Aleksić was the mayor of Trstenik from 2012 to 2016 and is currently serving his second term in the National Assembly of Serbia. Prior to the formation of the People's Party, he was at different times a member of the United Regions of Serbia (Ujedinjeni regioni Srbije, URS) and the leader of the People's Movement of Serbia (Narodni pokret Srbije, NPS).
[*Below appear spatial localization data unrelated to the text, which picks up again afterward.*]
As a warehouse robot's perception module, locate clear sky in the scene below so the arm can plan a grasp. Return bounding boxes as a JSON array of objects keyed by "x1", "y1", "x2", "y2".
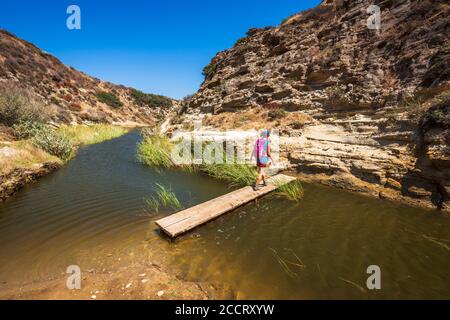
[{"x1": 0, "y1": 0, "x2": 321, "y2": 98}]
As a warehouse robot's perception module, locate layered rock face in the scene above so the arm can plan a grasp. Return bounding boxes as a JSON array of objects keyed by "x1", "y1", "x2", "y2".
[
  {"x1": 186, "y1": 0, "x2": 450, "y2": 211},
  {"x1": 0, "y1": 30, "x2": 170, "y2": 125}
]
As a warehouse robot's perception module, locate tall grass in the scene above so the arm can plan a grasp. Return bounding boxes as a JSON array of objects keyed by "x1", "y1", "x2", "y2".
[
  {"x1": 200, "y1": 164, "x2": 257, "y2": 187},
  {"x1": 138, "y1": 136, "x2": 174, "y2": 169},
  {"x1": 58, "y1": 124, "x2": 127, "y2": 145},
  {"x1": 137, "y1": 132, "x2": 304, "y2": 200},
  {"x1": 145, "y1": 184, "x2": 182, "y2": 212},
  {"x1": 277, "y1": 181, "x2": 305, "y2": 202}
]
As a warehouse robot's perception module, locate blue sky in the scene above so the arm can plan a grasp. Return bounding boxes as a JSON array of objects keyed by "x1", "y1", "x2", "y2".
[{"x1": 0, "y1": 0, "x2": 321, "y2": 98}]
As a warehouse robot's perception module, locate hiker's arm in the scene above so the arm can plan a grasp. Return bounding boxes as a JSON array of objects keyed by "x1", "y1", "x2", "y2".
[
  {"x1": 267, "y1": 143, "x2": 273, "y2": 163},
  {"x1": 250, "y1": 144, "x2": 256, "y2": 161}
]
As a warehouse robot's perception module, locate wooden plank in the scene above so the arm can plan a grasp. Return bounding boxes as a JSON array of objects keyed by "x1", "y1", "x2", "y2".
[{"x1": 156, "y1": 174, "x2": 295, "y2": 238}]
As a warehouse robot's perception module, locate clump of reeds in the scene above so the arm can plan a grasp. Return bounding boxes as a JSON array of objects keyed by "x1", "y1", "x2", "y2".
[
  {"x1": 57, "y1": 124, "x2": 127, "y2": 145},
  {"x1": 277, "y1": 181, "x2": 305, "y2": 201},
  {"x1": 145, "y1": 184, "x2": 182, "y2": 212},
  {"x1": 138, "y1": 135, "x2": 174, "y2": 169},
  {"x1": 200, "y1": 163, "x2": 257, "y2": 187},
  {"x1": 138, "y1": 135, "x2": 304, "y2": 201}
]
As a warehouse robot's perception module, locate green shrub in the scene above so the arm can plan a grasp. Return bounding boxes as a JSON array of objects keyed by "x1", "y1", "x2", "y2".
[
  {"x1": 0, "y1": 82, "x2": 51, "y2": 127},
  {"x1": 31, "y1": 127, "x2": 74, "y2": 161},
  {"x1": 145, "y1": 184, "x2": 182, "y2": 212},
  {"x1": 96, "y1": 91, "x2": 123, "y2": 108},
  {"x1": 138, "y1": 136, "x2": 174, "y2": 169},
  {"x1": 57, "y1": 124, "x2": 128, "y2": 145},
  {"x1": 13, "y1": 121, "x2": 46, "y2": 140},
  {"x1": 130, "y1": 89, "x2": 173, "y2": 108},
  {"x1": 200, "y1": 163, "x2": 257, "y2": 187},
  {"x1": 277, "y1": 181, "x2": 304, "y2": 201}
]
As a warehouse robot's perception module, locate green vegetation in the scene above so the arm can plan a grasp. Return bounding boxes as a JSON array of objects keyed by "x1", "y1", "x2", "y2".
[
  {"x1": 277, "y1": 181, "x2": 304, "y2": 201},
  {"x1": 145, "y1": 184, "x2": 182, "y2": 212},
  {"x1": 31, "y1": 126, "x2": 75, "y2": 161},
  {"x1": 13, "y1": 121, "x2": 75, "y2": 161},
  {"x1": 137, "y1": 136, "x2": 303, "y2": 203},
  {"x1": 0, "y1": 82, "x2": 50, "y2": 127},
  {"x1": 96, "y1": 91, "x2": 123, "y2": 108},
  {"x1": 13, "y1": 121, "x2": 46, "y2": 140},
  {"x1": 13, "y1": 121, "x2": 127, "y2": 161},
  {"x1": 57, "y1": 124, "x2": 128, "y2": 145},
  {"x1": 138, "y1": 136, "x2": 174, "y2": 169},
  {"x1": 200, "y1": 164, "x2": 257, "y2": 187},
  {"x1": 0, "y1": 140, "x2": 61, "y2": 174},
  {"x1": 130, "y1": 89, "x2": 173, "y2": 108}
]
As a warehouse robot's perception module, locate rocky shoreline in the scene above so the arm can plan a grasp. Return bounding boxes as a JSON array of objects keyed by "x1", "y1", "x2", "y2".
[
  {"x1": 0, "y1": 162, "x2": 62, "y2": 203},
  {"x1": 179, "y1": 0, "x2": 450, "y2": 212}
]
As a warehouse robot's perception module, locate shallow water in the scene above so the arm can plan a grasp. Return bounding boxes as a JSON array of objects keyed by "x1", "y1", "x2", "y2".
[{"x1": 0, "y1": 132, "x2": 450, "y2": 299}]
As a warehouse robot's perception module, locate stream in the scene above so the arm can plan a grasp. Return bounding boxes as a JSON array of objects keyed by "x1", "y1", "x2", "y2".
[{"x1": 0, "y1": 131, "x2": 450, "y2": 299}]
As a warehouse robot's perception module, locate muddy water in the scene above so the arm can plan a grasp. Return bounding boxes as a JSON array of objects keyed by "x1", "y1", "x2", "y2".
[{"x1": 0, "y1": 132, "x2": 450, "y2": 299}]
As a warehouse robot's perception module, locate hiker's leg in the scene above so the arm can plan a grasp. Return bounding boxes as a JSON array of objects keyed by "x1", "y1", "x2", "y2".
[
  {"x1": 261, "y1": 168, "x2": 266, "y2": 185},
  {"x1": 255, "y1": 167, "x2": 262, "y2": 186}
]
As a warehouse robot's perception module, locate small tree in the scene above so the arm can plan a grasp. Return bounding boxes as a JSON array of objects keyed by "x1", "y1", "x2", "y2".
[{"x1": 0, "y1": 82, "x2": 51, "y2": 127}]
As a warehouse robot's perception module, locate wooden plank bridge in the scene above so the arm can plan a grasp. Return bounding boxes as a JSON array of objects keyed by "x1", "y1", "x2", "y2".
[{"x1": 156, "y1": 174, "x2": 296, "y2": 238}]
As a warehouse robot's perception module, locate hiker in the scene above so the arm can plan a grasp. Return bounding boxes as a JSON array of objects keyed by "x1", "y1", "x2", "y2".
[{"x1": 252, "y1": 130, "x2": 273, "y2": 191}]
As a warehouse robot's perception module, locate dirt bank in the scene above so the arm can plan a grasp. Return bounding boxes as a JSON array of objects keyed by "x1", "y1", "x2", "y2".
[
  {"x1": 0, "y1": 162, "x2": 62, "y2": 202},
  {"x1": 0, "y1": 263, "x2": 234, "y2": 300}
]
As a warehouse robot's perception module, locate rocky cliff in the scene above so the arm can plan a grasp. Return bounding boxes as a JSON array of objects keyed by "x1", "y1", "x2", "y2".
[
  {"x1": 0, "y1": 30, "x2": 174, "y2": 125},
  {"x1": 180, "y1": 0, "x2": 450, "y2": 211}
]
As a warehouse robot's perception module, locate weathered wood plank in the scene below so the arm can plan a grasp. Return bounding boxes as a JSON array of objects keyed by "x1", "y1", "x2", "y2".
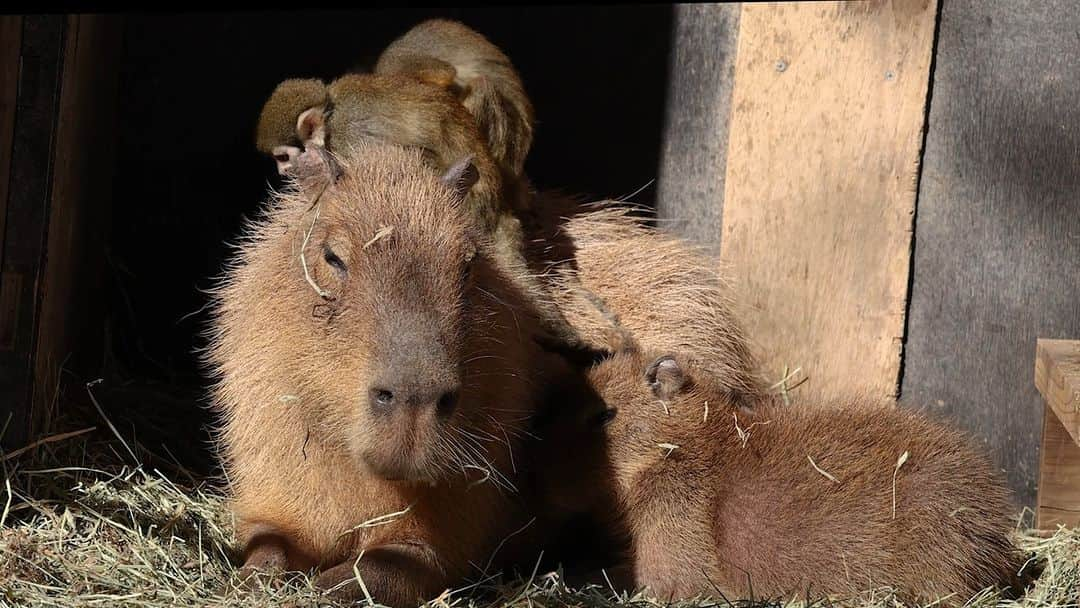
[
  {"x1": 31, "y1": 15, "x2": 122, "y2": 429},
  {"x1": 1035, "y1": 339, "x2": 1080, "y2": 444},
  {"x1": 657, "y1": 3, "x2": 740, "y2": 248},
  {"x1": 0, "y1": 15, "x2": 23, "y2": 259},
  {"x1": 1035, "y1": 407, "x2": 1080, "y2": 530},
  {"x1": 720, "y1": 0, "x2": 936, "y2": 397},
  {"x1": 903, "y1": 0, "x2": 1080, "y2": 505},
  {"x1": 0, "y1": 15, "x2": 64, "y2": 447}
]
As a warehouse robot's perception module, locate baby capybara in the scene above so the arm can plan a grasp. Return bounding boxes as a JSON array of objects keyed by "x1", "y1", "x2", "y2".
[
  {"x1": 208, "y1": 144, "x2": 570, "y2": 606},
  {"x1": 575, "y1": 349, "x2": 1023, "y2": 603}
]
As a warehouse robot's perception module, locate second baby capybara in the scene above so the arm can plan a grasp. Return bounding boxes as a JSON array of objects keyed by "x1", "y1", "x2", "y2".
[
  {"x1": 572, "y1": 347, "x2": 1024, "y2": 604},
  {"x1": 208, "y1": 144, "x2": 574, "y2": 606}
]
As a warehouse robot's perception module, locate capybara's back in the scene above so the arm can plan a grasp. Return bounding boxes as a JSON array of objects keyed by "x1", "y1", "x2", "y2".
[
  {"x1": 590, "y1": 350, "x2": 1023, "y2": 604},
  {"x1": 544, "y1": 206, "x2": 762, "y2": 403},
  {"x1": 714, "y1": 401, "x2": 1022, "y2": 604}
]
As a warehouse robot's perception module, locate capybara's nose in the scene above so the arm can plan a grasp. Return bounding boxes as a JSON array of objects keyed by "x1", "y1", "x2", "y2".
[{"x1": 368, "y1": 382, "x2": 461, "y2": 416}]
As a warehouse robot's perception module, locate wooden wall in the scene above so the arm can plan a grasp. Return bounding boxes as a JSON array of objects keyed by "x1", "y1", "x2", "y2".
[
  {"x1": 658, "y1": 0, "x2": 1080, "y2": 504},
  {"x1": 903, "y1": 0, "x2": 1080, "y2": 503},
  {"x1": 0, "y1": 15, "x2": 120, "y2": 446}
]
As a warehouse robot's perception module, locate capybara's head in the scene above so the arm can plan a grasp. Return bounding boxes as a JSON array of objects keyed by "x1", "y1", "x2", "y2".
[
  {"x1": 589, "y1": 348, "x2": 732, "y2": 490},
  {"x1": 211, "y1": 144, "x2": 528, "y2": 483}
]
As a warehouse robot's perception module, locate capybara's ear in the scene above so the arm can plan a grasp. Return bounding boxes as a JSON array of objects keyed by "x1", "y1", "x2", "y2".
[
  {"x1": 645, "y1": 355, "x2": 686, "y2": 400},
  {"x1": 442, "y1": 156, "x2": 480, "y2": 202}
]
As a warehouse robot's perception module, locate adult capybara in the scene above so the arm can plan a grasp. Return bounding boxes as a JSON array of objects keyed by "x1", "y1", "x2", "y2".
[
  {"x1": 207, "y1": 144, "x2": 574, "y2": 606},
  {"x1": 568, "y1": 348, "x2": 1024, "y2": 604}
]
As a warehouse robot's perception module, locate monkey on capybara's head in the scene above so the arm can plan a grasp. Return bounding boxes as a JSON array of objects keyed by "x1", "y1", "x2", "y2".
[
  {"x1": 570, "y1": 347, "x2": 1024, "y2": 604},
  {"x1": 207, "y1": 144, "x2": 574, "y2": 606}
]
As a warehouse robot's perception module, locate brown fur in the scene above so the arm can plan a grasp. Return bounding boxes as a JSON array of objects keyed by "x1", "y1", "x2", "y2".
[
  {"x1": 207, "y1": 145, "x2": 551, "y2": 606},
  {"x1": 375, "y1": 19, "x2": 534, "y2": 176},
  {"x1": 257, "y1": 73, "x2": 571, "y2": 347},
  {"x1": 256, "y1": 73, "x2": 522, "y2": 233},
  {"x1": 575, "y1": 351, "x2": 1023, "y2": 604},
  {"x1": 526, "y1": 203, "x2": 764, "y2": 403}
]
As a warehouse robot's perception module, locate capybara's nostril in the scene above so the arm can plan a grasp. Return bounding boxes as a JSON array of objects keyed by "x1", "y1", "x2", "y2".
[
  {"x1": 372, "y1": 389, "x2": 394, "y2": 409},
  {"x1": 436, "y1": 389, "x2": 461, "y2": 415}
]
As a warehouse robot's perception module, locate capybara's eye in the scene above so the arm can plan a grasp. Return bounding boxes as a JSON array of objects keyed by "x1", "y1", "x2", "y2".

Early life and private career
Aleksić was born in Kruševac, in what was then the Socialist Republic of Serbia in the Socialist Federal Republic of Yugoslavia. He finished elementary and electrical engineering high school in Trstenik and graduated from the higher business school in Belgrade in 2000, specializing in taxes and customs. He received a degree from the Faculty of Economics at the University of Priština in Kosovska Mitrovica (North Mitrovica) in 2010, and in 2014 he completed a master's degree in economics and law from the Faculty of Law for Commerce and Judiciary in Novi Sad.

Aleksič's family has been involved in agricultural production for several decades, and he began working in a family-owned business in the sector in 2000; the company was at one time one of the leading exporters of fresh plums from Serbia. From 2008 to 2015, he was the owner of a company that opened and operated a gas station in Trstenik in partnership with the oil company OMV. He was director of the directorate for the planning and construction company Trstenik from 2008 to 2012.

Politician

Mayor of Trstenik (2012–16)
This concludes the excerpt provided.